Istvan Bakx

Personal information
- Full name: Istvan Bakx
- Date of birth: 20 January 1986 (age 40)
- Place of birth: Vlissingen, Netherlands
- Height: 1.74 m (5 ft 9 in)
- Position: Midfielder

Youth career
- 1992–1996: Zeeland Sport
- 1996: Feyenoord
- 1996–2003: RCS

Senior career*
- Years: Team / Apps / (Gls)
- 2003–2005: Kloetinge
- 2005–2006: Sparta Rotterdam / 2 / (0)
- 2006–2007: Hoek / 23 / (3)
- 2007–2009: Kortrijk / 58 / (17)
- 2009–2012: Genk / 3 / (0)
- 2010–2011: → Den Bosch (loan) / 32 / (8)
- 2012: Willem II / 9 / (3)
- 2012–2013: AGOVV Apeldoorn / 17 / (0)
- 2013–2014: Den Bosch / 38 / (4)
- 2014–2018: FC Oss / 141 / (21)
- 2018–2019: Go Ahead Eagles / 35 / (4)
- 2019: Spakenburg / 0 / (0)
- 2019–2020: Ajax Cape Town / 22 / (0)
- 2020–2022: Hoek / 31 / (6)

International career
- 2008: Netherlands U21 / 1 / (0)

= Istvan Bakx =

Dutch footballer

Istvan Bakx (born 20 January 1986) is a Dutch former professional footballer.

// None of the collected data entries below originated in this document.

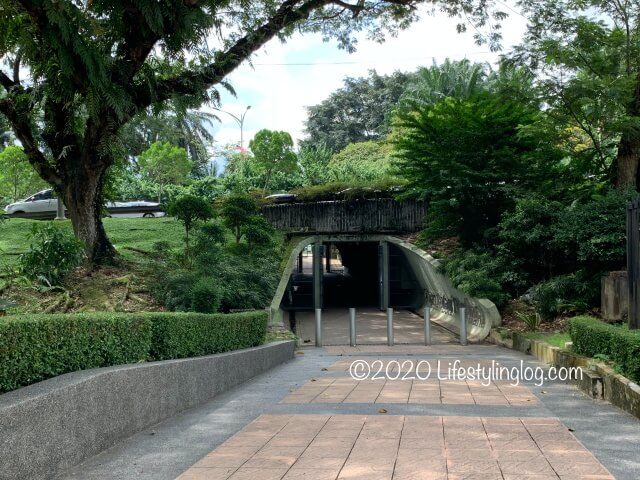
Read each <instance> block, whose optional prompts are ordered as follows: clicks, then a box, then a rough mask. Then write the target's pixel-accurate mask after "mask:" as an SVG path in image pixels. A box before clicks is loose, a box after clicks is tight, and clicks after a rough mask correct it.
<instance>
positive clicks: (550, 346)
mask: <svg viewBox="0 0 640 480" xmlns="http://www.w3.org/2000/svg"><path fill="white" fill-rule="evenodd" d="M488 340H489V341H491V342H493V343H496V344H498V345H502V346H504V347H507V348H513V349H514V350H519V351H521V352H524V353H528V354H529V355H533V356H534V357H536V358H537V359H538V360H540V361H543V362H545V363H548V364H550V365H554V366H556V367H564V368H575V367H577V368H581V369H582V378H581V379H578V380H576V381H575V383H576V385H577V386H578V387H579V388H580V389H581V390H582V391H583V392H585V393H586V394H587V395H589V396H591V397H594V398H599V399H603V400H606V401H607V402H609V403H611V404H613V405H615V406H616V407H618V408H621V409H622V410H624V411H626V412H629V413H630V414H632V415H634V416H636V417H638V418H640V386H639V385H638V384H636V383H634V382H632V381H631V380H629V379H628V378H626V377H624V376H622V375H620V374H619V373H617V372H616V371H615V370H613V369H612V368H611V367H609V366H608V365H606V364H604V363H601V362H600V363H599V362H598V361H596V360H594V359H592V358H588V357H584V356H582V355H578V354H577V353H573V352H570V351H568V350H564V349H562V348H559V347H554V346H552V345H549V344H548V343H545V342H542V341H538V340H530V339H528V338H525V337H524V336H523V335H520V334H519V333H513V335H512V338H511V339H510V340H511V341H509V340H505V339H503V338H502V337H500V336H499V335H497V334H496V333H495V331H494V332H491V335H490V336H489V338H488Z"/></svg>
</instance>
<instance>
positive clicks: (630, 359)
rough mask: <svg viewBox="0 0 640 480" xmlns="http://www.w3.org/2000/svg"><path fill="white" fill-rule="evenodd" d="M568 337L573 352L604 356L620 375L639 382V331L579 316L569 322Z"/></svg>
mask: <svg viewBox="0 0 640 480" xmlns="http://www.w3.org/2000/svg"><path fill="white" fill-rule="evenodd" d="M569 334H570V335H571V341H572V342H573V350H574V351H575V352H576V353H579V354H581V355H585V356H587V357H594V356H596V355H606V356H607V357H609V358H610V359H611V360H612V361H613V362H615V364H616V366H617V367H618V368H619V369H620V372H621V373H622V374H624V375H625V376H627V377H628V378H630V379H631V380H633V381H636V382H637V381H640V331H634V330H628V329H627V328H626V327H624V326H615V325H610V324H608V323H605V322H603V321H602V320H598V319H597V318H593V317H587V316H581V317H575V318H572V319H570V320H569Z"/></svg>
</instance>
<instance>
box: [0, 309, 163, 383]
mask: <svg viewBox="0 0 640 480" xmlns="http://www.w3.org/2000/svg"><path fill="white" fill-rule="evenodd" d="M150 348H151V322H150V320H149V319H148V318H146V317H142V316H134V315H127V314H107V313H104V314H91V315H89V314H77V315H20V316H16V317H6V318H5V319H3V321H0V391H2V392H7V391H9V390H14V389H16V388H18V387H21V386H24V385H29V384H31V383H35V382H38V381H40V380H44V379H46V378H50V377H55V376H56V375H61V374H63V373H67V372H73V371H76V370H83V369H88V368H97V367H106V366H108V365H115V364H123V363H135V362H139V361H142V360H146V358H147V357H148V355H149V350H150Z"/></svg>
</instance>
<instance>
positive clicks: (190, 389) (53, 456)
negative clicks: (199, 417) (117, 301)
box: [0, 342, 294, 480]
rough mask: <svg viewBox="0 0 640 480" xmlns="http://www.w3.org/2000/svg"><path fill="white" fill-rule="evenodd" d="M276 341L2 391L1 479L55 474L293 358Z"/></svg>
mask: <svg viewBox="0 0 640 480" xmlns="http://www.w3.org/2000/svg"><path fill="white" fill-rule="evenodd" d="M293 351H294V343H293V342H277V343H271V344H269V345H263V346H260V347H256V348H250V349H246V350H237V351H234V352H228V353H222V354H218V355H209V356H206V357H197V358H186V359H181V360H167V361H163V362H150V363H139V364H134V365H120V366H115V367H107V368H98V369H94V370H85V371H81V372H74V373H68V374H66V375H61V376H59V377H56V378H52V379H49V380H45V381H43V382H40V383H37V384H34V385H30V386H28V387H25V388H21V389H19V390H16V391H14V392H9V393H6V394H4V395H0V479H3V480H4V479H6V480H9V479H12V480H13V479H18V478H24V479H30V480H36V479H45V478H53V477H55V476H56V475H57V474H59V473H61V472H63V471H64V470H66V469H68V468H70V467H72V466H74V465H77V464H79V463H80V462H82V461H83V460H85V459H86V458H89V457H91V456H93V455H96V454H97V453H99V452H101V451H103V450H106V449H107V448H109V447H112V446H113V445H115V444H116V443H117V442H119V441H121V440H123V439H125V438H127V437H129V436H131V435H133V434H134V433H137V432H139V431H141V430H144V429H145V428H148V427H150V426H151V425H154V424H156V423H158V422H160V421H162V420H165V419H167V418H169V417H171V416H173V415H175V414H177V413H179V412H180V411H182V410H185V409H187V408H191V407H195V406H197V405H200V404H202V403H205V402H207V401H209V400H211V398H213V397H214V396H215V395H217V394H219V393H222V392H224V391H225V390H228V389H230V388H232V387H234V386H236V385H238V384H240V383H242V382H244V381H246V380H248V379H250V378H252V377H254V376H256V375H258V374H260V373H262V372H265V371H267V370H269V369H270V368H272V367H274V366H276V365H278V364H280V363H283V362H285V361H287V360H289V359H291V358H292V357H293Z"/></svg>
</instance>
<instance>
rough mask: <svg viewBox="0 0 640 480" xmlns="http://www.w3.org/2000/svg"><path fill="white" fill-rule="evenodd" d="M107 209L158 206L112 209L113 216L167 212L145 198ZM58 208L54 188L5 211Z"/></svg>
mask: <svg viewBox="0 0 640 480" xmlns="http://www.w3.org/2000/svg"><path fill="white" fill-rule="evenodd" d="M106 207H107V209H108V210H110V209H112V208H126V207H157V211H156V210H153V211H148V212H127V213H124V212H123V213H118V212H117V211H112V212H111V213H110V214H111V216H112V217H129V218H130V217H163V216H164V215H165V213H164V212H163V211H161V210H160V204H159V203H157V202H147V201H144V200H135V201H132V202H109V203H107V205H106ZM57 208H58V199H57V197H56V196H55V194H54V192H53V190H52V189H48V190H42V191H41V192H38V193H34V194H33V195H31V196H30V197H27V198H25V199H24V200H21V201H19V202H14V203H10V204H9V205H7V206H6V207H5V209H4V210H5V212H6V213H7V214H8V215H13V214H20V213H42V212H51V213H54V214H55V212H56V210H57Z"/></svg>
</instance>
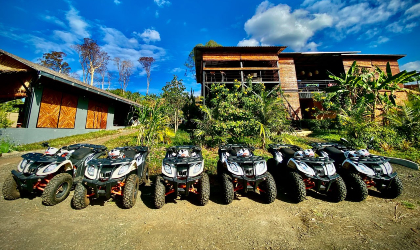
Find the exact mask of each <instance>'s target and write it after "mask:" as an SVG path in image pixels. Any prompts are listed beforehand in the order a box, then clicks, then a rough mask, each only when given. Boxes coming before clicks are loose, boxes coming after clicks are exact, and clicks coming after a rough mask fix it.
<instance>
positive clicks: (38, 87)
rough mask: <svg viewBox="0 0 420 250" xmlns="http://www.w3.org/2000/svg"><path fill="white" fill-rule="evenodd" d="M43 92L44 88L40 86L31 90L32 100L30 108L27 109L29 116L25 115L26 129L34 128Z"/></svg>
mask: <svg viewBox="0 0 420 250" xmlns="http://www.w3.org/2000/svg"><path fill="white" fill-rule="evenodd" d="M43 90H44V86H43V85H41V84H39V85H36V86H34V87H33V88H32V100H31V102H30V107H28V110H29V114H28V115H27V119H28V120H27V121H28V122H27V124H28V126H27V128H36V124H37V122H38V115H39V107H40V106H41V99H42V92H43Z"/></svg>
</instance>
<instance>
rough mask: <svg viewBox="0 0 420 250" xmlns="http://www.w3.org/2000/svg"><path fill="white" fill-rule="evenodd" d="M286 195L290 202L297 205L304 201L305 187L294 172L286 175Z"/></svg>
mask: <svg viewBox="0 0 420 250" xmlns="http://www.w3.org/2000/svg"><path fill="white" fill-rule="evenodd" d="M288 175H289V176H288V177H289V178H288V185H287V188H288V193H289V196H290V198H291V199H292V201H294V202H296V203H299V202H301V201H303V200H304V199H306V187H305V183H304V182H303V179H302V176H301V175H300V174H299V173H297V172H294V171H290V172H289V174H288Z"/></svg>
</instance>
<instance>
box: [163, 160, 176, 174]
mask: <svg viewBox="0 0 420 250" xmlns="http://www.w3.org/2000/svg"><path fill="white" fill-rule="evenodd" d="M172 168H173V166H171V165H169V164H167V163H165V164H162V173H163V174H164V175H166V176H168V177H175V171H173V170H172Z"/></svg>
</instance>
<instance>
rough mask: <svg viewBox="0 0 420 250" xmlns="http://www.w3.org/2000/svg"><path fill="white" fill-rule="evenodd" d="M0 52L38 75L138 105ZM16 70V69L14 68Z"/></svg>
mask: <svg viewBox="0 0 420 250" xmlns="http://www.w3.org/2000/svg"><path fill="white" fill-rule="evenodd" d="M0 54H3V55H6V56H8V57H11V58H13V59H14V60H16V61H19V62H20V63H22V64H24V65H26V66H28V67H30V68H32V69H34V70H35V71H38V73H39V74H40V75H42V76H45V77H48V78H50V79H53V80H56V81H59V82H62V83H65V84H67V85H71V86H74V87H77V88H80V89H83V90H86V91H89V92H91V93H94V94H97V95H101V96H104V97H107V98H110V99H112V100H116V101H119V102H123V103H126V104H130V105H133V106H137V107H140V104H138V103H136V102H133V101H131V100H128V99H125V98H123V97H121V96H118V95H115V94H112V93H110V92H108V91H106V90H103V89H100V88H97V87H94V86H91V85H89V84H86V83H84V82H81V81H79V80H77V79H74V78H73V77H70V76H68V75H66V74H62V73H58V72H56V71H54V70H52V69H49V68H46V67H44V66H41V65H39V64H36V63H33V62H31V61H28V60H26V59H23V58H21V57H18V56H16V55H13V54H11V53H9V52H7V51H4V50H2V49H0ZM5 66H6V67H7V66H8V65H5ZM10 69H11V68H10ZM16 71H18V70H16ZM9 72H12V70H9Z"/></svg>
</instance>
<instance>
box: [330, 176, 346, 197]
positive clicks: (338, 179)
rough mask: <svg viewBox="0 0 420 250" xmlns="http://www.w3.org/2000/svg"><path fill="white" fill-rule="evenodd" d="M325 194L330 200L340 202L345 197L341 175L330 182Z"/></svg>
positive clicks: (345, 196) (343, 182)
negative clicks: (340, 175)
mask: <svg viewBox="0 0 420 250" xmlns="http://www.w3.org/2000/svg"><path fill="white" fill-rule="evenodd" d="M327 196H328V198H329V199H330V200H331V201H332V202H340V201H343V200H344V199H345V198H346V196H347V188H346V184H345V183H344V181H343V178H341V176H340V177H338V178H337V179H335V181H334V182H333V183H331V186H330V189H329V190H328V193H327Z"/></svg>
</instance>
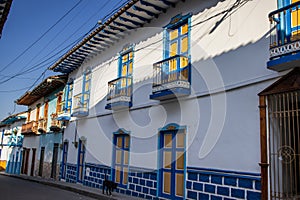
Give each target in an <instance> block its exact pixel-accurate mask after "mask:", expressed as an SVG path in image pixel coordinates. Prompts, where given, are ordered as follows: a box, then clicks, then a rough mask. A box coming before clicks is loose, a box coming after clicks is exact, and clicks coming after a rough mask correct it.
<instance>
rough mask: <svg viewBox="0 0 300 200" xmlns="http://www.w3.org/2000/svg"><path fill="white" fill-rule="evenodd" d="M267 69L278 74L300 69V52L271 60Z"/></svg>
mask: <svg viewBox="0 0 300 200" xmlns="http://www.w3.org/2000/svg"><path fill="white" fill-rule="evenodd" d="M267 67H268V69H271V70H274V71H277V72H280V71H284V70H288V69H292V68H295V67H300V52H298V53H295V54H292V55H286V56H281V57H280V58H277V59H274V60H270V61H268V62H267Z"/></svg>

He was a left-footed winger, and could also be used as a striker.

==Club career==
Bakx was discovered by Sparta Rotterdam in 2005, while he was playing for VV Kloetinge in the Hoofdklasse, the highest Dutch amateur league. At the end of the season, Sparta offered Bakx a new contract. But Bakx refused to sign, opting to focus on his school career, and went to HSV Hoek, another team playing in the Hoofdklasse. Bakx was chosen as Player of the Year at the end of his season in Hoek. In July 2007, Bakx went to Belgian second division side KV Kortrijk. He promoted with Kortrijk to the highest level of Belgian football. When his manager and discoverer Hein Vanhaezebrouck signed for RC Genk after the 2008-09 season, he took Bakx with him.

===The Google Striker===
Bakx gained some notability in Belgium with his transfer to Kortrijk. Manager Hein Vanhaezebrouck was searching for a left-footed attacker and had typed in those words at search engine Google. Search results showed a positive report on Bakx, and Vanhaezebrouck contacted Kortrijk's head scout. As these scouting reports were also positive, Bakx' transfer to Kortrijk became a fact. As a result, Belgian media nicknamed Bakx the Google striker. Bakx impressed in Belgium as part of the KV Kortrijk side that chalked up a shock 5-1 Belgian Cup victory against AA Gent, in which Bakx scored a hat-trick. Sadly for Bakx and Kortrijk, Gent won the return 4-0, defeating Kortrijk on aggregate.

===South Africa===
On 26 July 2019, SV Spakenburg announced that Bakx had joined the club. But however, one month later, he left the club again to join South African club Ajax Cape Town.

===Return to Hoek===
In September 2020, Bakx returned to HSV Hoek after leaving the club 13 years earlier.

==International career==
On 13 March 2008, Bakx was taken up into the pre-selection for Netherlands national under-21 for the match against Estonia.